= Kalicchi =

Kalicchi is married to Kaliyan according to Akilathirattu Ammanai, the holy book of the Ayyavazhi sect of Hinduism. She is similar to Eve in the Christian tradition.

== Kaliyan ==

As soon as Kaliyan was born in an inverted form he was presented to Shiva. The Devas asked him to request boons from Shiva. Kaliyan replied, "Will that fellow, by wearing a snake on his neck, and ash on forehead and seated on a skin of elephant, be ready to give me what I need?" With this, Kaliyan insulted Shiva. By hearing this the devas asked him, "Don’t insult him. He was the one who created the world and offered food for every life in the world. He was the light that was not even visible to Mayon and Nathan. (This is an allusion to when Shiva appeared in a form of endless lingam of light when there was a dispute between Mayon and Nathan as to who is the greatest and in order to subdue their pride.) He will be able to give what you claim." Then Kaliyan asked, "If he was the one who created the world ask him to create a beautiful girl for me."

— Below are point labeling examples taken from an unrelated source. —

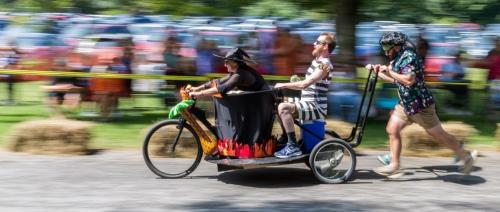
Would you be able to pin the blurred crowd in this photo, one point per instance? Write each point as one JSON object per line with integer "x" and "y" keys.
{"x": 157, "y": 44}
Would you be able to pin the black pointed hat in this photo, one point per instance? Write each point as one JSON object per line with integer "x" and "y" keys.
{"x": 237, "y": 55}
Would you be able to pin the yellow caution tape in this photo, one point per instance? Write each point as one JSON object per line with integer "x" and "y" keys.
{"x": 183, "y": 78}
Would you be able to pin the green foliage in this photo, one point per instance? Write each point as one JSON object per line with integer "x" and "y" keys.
{"x": 408, "y": 11}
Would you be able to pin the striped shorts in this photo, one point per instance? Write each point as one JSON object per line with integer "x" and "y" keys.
{"x": 308, "y": 110}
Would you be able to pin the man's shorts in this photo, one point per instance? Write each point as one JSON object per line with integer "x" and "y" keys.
{"x": 309, "y": 110}
{"x": 427, "y": 118}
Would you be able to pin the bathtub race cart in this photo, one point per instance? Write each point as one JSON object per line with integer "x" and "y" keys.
{"x": 174, "y": 148}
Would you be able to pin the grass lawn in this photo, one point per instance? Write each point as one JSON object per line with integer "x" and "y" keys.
{"x": 142, "y": 111}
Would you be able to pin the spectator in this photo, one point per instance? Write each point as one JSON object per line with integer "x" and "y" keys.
{"x": 493, "y": 61}
{"x": 422, "y": 47}
{"x": 265, "y": 41}
{"x": 10, "y": 58}
{"x": 454, "y": 73}
{"x": 205, "y": 62}
{"x": 285, "y": 52}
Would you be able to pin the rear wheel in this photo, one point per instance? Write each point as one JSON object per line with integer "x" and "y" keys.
{"x": 328, "y": 134}
{"x": 332, "y": 161}
{"x": 172, "y": 149}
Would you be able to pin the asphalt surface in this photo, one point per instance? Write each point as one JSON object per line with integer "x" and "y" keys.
{"x": 120, "y": 181}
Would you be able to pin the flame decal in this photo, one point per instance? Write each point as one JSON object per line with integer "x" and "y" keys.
{"x": 233, "y": 148}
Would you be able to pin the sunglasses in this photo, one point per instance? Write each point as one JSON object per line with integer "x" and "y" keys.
{"x": 387, "y": 47}
{"x": 319, "y": 42}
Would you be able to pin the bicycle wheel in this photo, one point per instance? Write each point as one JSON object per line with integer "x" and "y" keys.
{"x": 328, "y": 134}
{"x": 172, "y": 149}
{"x": 333, "y": 161}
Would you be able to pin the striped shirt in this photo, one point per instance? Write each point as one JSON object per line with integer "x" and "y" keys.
{"x": 313, "y": 99}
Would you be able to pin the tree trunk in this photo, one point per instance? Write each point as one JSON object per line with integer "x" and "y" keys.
{"x": 345, "y": 29}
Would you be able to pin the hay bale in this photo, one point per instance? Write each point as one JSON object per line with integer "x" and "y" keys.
{"x": 51, "y": 136}
{"x": 416, "y": 141}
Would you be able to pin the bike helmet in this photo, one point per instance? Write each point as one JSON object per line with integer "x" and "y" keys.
{"x": 391, "y": 39}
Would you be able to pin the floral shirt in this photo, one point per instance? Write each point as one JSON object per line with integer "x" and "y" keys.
{"x": 416, "y": 97}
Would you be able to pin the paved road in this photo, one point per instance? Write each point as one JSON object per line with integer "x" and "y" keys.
{"x": 120, "y": 181}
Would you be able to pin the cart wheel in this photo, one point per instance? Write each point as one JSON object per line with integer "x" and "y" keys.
{"x": 328, "y": 134}
{"x": 332, "y": 161}
{"x": 172, "y": 149}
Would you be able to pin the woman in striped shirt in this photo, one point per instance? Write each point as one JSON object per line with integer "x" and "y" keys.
{"x": 313, "y": 102}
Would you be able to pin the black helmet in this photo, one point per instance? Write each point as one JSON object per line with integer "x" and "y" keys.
{"x": 391, "y": 39}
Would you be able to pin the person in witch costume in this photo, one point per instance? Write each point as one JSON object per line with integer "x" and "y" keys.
{"x": 241, "y": 76}
{"x": 243, "y": 121}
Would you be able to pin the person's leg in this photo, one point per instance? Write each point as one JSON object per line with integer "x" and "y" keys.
{"x": 393, "y": 129}
{"x": 291, "y": 149}
{"x": 286, "y": 110}
{"x": 396, "y": 123}
{"x": 446, "y": 139}
{"x": 429, "y": 120}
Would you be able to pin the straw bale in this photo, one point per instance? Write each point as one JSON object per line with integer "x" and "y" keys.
{"x": 51, "y": 136}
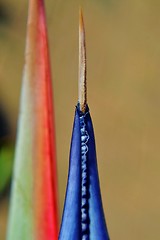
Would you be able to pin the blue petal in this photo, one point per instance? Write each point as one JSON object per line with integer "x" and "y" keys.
{"x": 83, "y": 216}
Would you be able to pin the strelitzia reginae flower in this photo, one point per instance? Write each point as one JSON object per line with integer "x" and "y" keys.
{"x": 83, "y": 216}
{"x": 33, "y": 210}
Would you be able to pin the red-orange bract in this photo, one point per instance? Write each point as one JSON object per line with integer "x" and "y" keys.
{"x": 33, "y": 211}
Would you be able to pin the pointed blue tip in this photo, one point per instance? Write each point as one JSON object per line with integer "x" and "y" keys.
{"x": 83, "y": 216}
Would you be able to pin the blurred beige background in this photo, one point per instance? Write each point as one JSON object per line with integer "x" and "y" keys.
{"x": 123, "y": 52}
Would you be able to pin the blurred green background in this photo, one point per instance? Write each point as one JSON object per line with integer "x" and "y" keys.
{"x": 123, "y": 53}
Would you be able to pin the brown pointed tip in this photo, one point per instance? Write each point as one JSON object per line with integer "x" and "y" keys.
{"x": 82, "y": 64}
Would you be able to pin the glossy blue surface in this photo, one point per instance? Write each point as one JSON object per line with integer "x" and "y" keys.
{"x": 83, "y": 216}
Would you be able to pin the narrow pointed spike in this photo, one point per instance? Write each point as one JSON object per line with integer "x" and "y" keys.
{"x": 82, "y": 65}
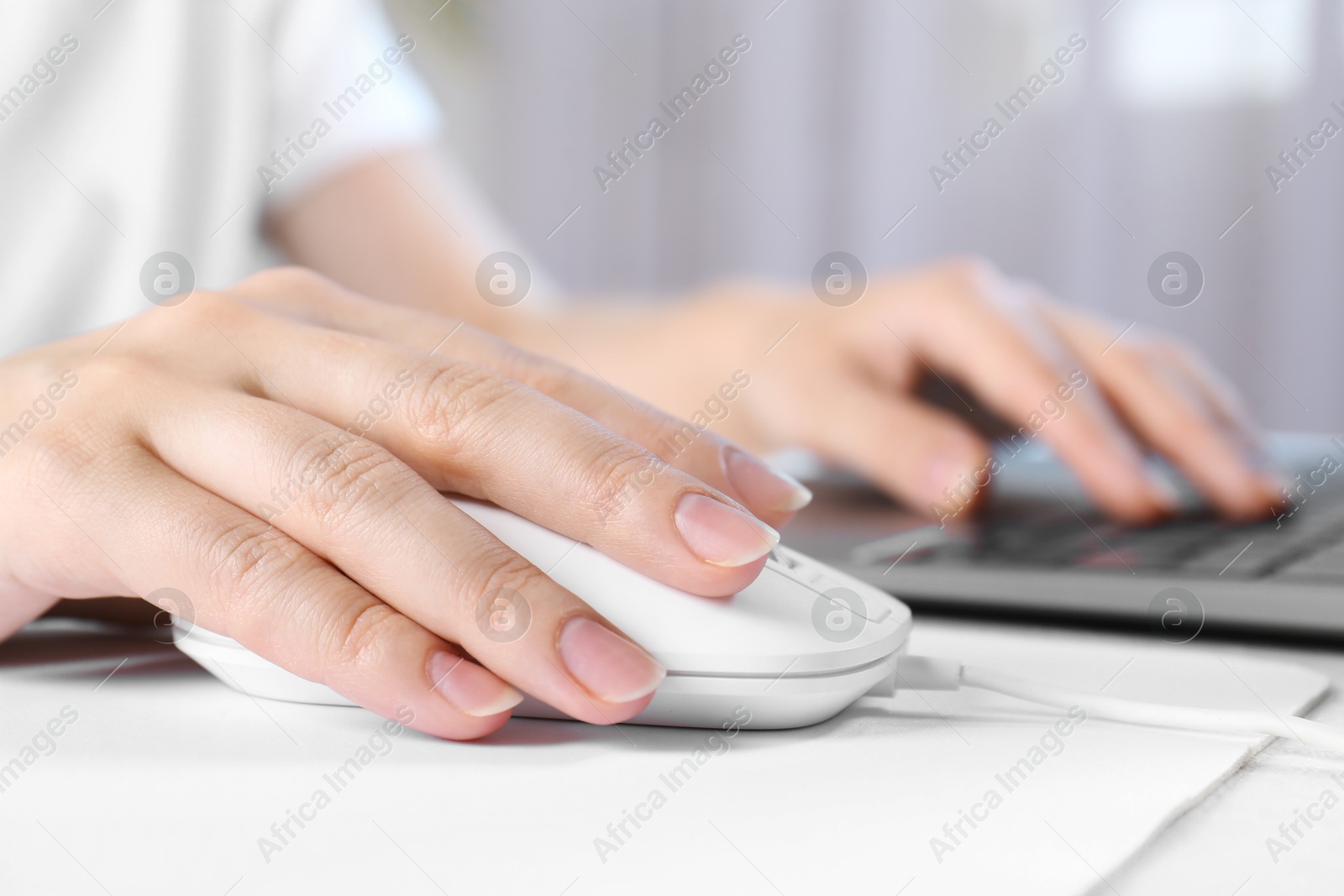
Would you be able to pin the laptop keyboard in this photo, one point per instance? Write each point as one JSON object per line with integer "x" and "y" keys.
{"x": 1305, "y": 550}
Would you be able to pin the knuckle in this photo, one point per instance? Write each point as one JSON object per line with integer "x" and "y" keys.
{"x": 620, "y": 470}
{"x": 491, "y": 567}
{"x": 449, "y": 406}
{"x": 250, "y": 564}
{"x": 343, "y": 481}
{"x": 363, "y": 640}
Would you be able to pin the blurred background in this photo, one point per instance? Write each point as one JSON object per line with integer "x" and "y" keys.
{"x": 1158, "y": 139}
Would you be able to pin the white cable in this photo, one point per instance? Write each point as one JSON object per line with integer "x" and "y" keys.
{"x": 931, "y": 673}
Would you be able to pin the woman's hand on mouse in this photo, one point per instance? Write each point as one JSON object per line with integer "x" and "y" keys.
{"x": 844, "y": 382}
{"x": 273, "y": 458}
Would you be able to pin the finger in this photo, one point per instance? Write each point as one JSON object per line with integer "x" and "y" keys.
{"x": 979, "y": 344}
{"x": 253, "y": 584}
{"x": 367, "y": 513}
{"x": 772, "y": 495}
{"x": 1187, "y": 416}
{"x": 468, "y": 429}
{"x": 914, "y": 452}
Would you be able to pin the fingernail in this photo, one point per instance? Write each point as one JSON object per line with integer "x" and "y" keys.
{"x": 609, "y": 667}
{"x": 470, "y": 688}
{"x": 722, "y": 535}
{"x": 761, "y": 485}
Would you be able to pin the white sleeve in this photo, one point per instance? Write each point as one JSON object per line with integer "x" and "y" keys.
{"x": 344, "y": 89}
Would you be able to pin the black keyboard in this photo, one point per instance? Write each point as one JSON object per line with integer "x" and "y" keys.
{"x": 1308, "y": 548}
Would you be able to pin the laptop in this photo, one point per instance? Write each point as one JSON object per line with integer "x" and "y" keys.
{"x": 1039, "y": 546}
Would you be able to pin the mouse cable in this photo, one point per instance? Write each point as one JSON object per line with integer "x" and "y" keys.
{"x": 933, "y": 673}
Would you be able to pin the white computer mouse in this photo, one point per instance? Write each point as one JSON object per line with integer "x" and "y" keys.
{"x": 795, "y": 647}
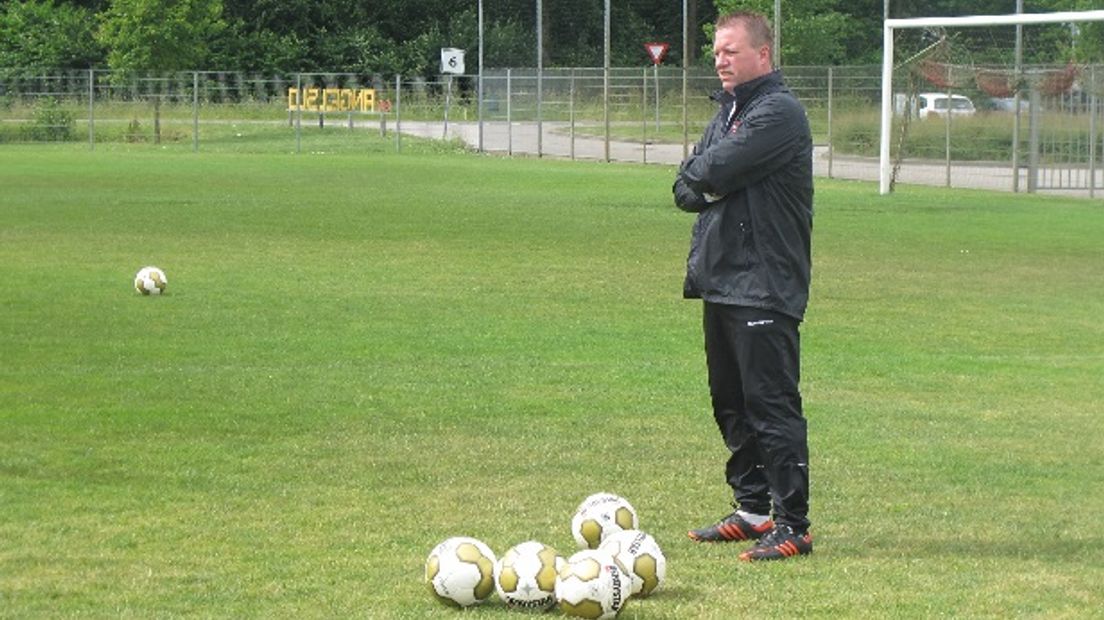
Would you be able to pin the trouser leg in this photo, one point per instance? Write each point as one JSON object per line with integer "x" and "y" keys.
{"x": 744, "y": 470}
{"x": 754, "y": 364}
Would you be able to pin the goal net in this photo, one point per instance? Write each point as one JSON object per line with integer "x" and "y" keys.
{"x": 1011, "y": 102}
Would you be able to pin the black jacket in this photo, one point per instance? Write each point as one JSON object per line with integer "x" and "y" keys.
{"x": 752, "y": 246}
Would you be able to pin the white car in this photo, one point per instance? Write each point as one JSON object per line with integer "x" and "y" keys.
{"x": 934, "y": 104}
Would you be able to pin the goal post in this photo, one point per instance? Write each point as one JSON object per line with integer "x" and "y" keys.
{"x": 891, "y": 25}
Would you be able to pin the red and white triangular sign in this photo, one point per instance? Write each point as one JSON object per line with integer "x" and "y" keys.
{"x": 657, "y": 51}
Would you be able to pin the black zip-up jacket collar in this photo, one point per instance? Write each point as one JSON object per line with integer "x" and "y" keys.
{"x": 750, "y": 180}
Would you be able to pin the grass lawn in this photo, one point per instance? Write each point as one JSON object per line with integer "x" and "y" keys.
{"x": 359, "y": 355}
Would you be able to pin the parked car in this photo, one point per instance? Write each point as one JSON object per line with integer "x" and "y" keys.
{"x": 933, "y": 104}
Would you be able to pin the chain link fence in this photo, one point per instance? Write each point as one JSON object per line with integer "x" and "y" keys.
{"x": 650, "y": 115}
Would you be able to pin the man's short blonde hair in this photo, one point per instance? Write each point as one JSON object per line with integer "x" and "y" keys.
{"x": 759, "y": 29}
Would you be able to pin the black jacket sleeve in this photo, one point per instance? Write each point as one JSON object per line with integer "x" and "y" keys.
{"x": 762, "y": 143}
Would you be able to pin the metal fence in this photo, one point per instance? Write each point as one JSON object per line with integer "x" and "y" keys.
{"x": 651, "y": 115}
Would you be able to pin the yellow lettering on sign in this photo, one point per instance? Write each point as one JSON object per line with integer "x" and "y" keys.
{"x": 332, "y": 99}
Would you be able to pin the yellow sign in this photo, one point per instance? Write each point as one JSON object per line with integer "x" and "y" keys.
{"x": 332, "y": 99}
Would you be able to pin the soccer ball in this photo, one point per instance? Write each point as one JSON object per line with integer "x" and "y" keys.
{"x": 640, "y": 555}
{"x": 150, "y": 280}
{"x": 601, "y": 515}
{"x": 524, "y": 576}
{"x": 592, "y": 585}
{"x": 460, "y": 572}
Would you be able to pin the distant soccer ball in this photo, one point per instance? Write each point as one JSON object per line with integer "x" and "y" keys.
{"x": 150, "y": 280}
{"x": 460, "y": 572}
{"x": 592, "y": 585}
{"x": 601, "y": 515}
{"x": 640, "y": 555}
{"x": 524, "y": 576}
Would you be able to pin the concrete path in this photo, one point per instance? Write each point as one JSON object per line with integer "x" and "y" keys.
{"x": 555, "y": 140}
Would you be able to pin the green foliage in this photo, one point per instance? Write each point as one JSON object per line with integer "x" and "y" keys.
{"x": 44, "y": 34}
{"x": 157, "y": 35}
{"x": 51, "y": 121}
{"x": 984, "y": 137}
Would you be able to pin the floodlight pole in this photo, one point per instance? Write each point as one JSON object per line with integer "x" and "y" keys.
{"x": 776, "y": 53}
{"x": 479, "y": 85}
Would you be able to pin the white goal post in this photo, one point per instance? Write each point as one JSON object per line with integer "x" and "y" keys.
{"x": 891, "y": 25}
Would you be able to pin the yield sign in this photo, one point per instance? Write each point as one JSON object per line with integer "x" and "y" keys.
{"x": 657, "y": 51}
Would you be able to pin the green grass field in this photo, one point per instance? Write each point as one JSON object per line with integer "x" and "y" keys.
{"x": 362, "y": 354}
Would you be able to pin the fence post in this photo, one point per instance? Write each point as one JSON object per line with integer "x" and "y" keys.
{"x": 399, "y": 114}
{"x": 1033, "y": 142}
{"x": 195, "y": 111}
{"x": 509, "y": 113}
{"x": 946, "y": 130}
{"x": 830, "y": 146}
{"x": 571, "y": 111}
{"x": 1092, "y": 131}
{"x": 644, "y": 115}
{"x": 540, "y": 102}
{"x": 92, "y": 107}
{"x": 298, "y": 113}
{"x": 605, "y": 107}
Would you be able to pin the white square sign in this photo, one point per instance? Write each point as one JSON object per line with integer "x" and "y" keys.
{"x": 452, "y": 61}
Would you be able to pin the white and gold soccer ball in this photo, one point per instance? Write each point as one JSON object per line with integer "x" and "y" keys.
{"x": 460, "y": 572}
{"x": 601, "y": 515}
{"x": 524, "y": 576}
{"x": 640, "y": 555}
{"x": 150, "y": 280}
{"x": 592, "y": 585}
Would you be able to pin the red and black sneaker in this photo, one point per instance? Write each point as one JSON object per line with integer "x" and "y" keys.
{"x": 781, "y": 543}
{"x": 732, "y": 527}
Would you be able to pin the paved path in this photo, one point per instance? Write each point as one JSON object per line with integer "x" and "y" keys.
{"x": 555, "y": 141}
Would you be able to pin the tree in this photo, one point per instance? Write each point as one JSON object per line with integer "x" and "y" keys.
{"x": 158, "y": 36}
{"x": 41, "y": 35}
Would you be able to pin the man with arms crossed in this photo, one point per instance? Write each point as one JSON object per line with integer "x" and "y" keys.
{"x": 750, "y": 181}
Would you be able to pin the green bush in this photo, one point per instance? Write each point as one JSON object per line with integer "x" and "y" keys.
{"x": 50, "y": 123}
{"x": 983, "y": 137}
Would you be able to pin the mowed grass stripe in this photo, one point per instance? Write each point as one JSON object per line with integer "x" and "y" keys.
{"x": 361, "y": 355}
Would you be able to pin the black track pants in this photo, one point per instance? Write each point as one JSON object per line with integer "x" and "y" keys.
{"x": 754, "y": 367}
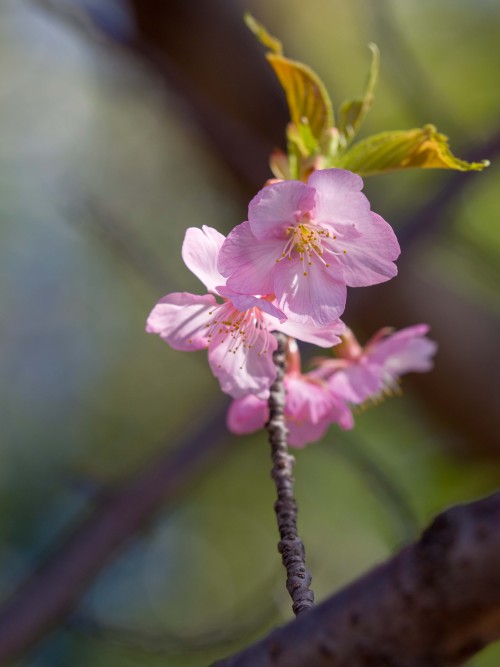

== Appearance of Kalicchi ==

Shiva queried, "Shall I create a girl who was in equal strength with you?" For this was how Kaliyan defined how his wife should be.
She must be more beautiful than I am, but of half the strength. Her mouth should be beautiful. She must have breasts like palmyra nuts. Her face, vulva, eyes and vision should be beautiful. Her hips should be narrow. Her hands, legs, teeth and her walk should be beautiful. Also her thigh should be beautiful. The front of her chest and the back of her head must be beautiful. She must dress beautifully. She must be created with a sweet fragrance. She must be with a great beauty so that the Trimurti should be lascivious with her.

== Birth of Kalicchi ==

By hearing this Shiva asked Parvathi what to do. She replied, "As per his deed create him a woman by take a rib-bone from him. Don’t delay."
Then as per the request of Kaliyan, Shiva decided to create Kalicchi. Shiva's vision falls keely on a left rib-bone of Kaliyan, and he in his mind thinks Manmadan. The rib-bone transformed into a woman, exactly of Kaliyan's description. Her appearance created more lust in the mind of Kaliyan. As soon as Kaliyan saw her he ran and kissed her. He kept her by his side. He only cared about her and forgot all about Shiva.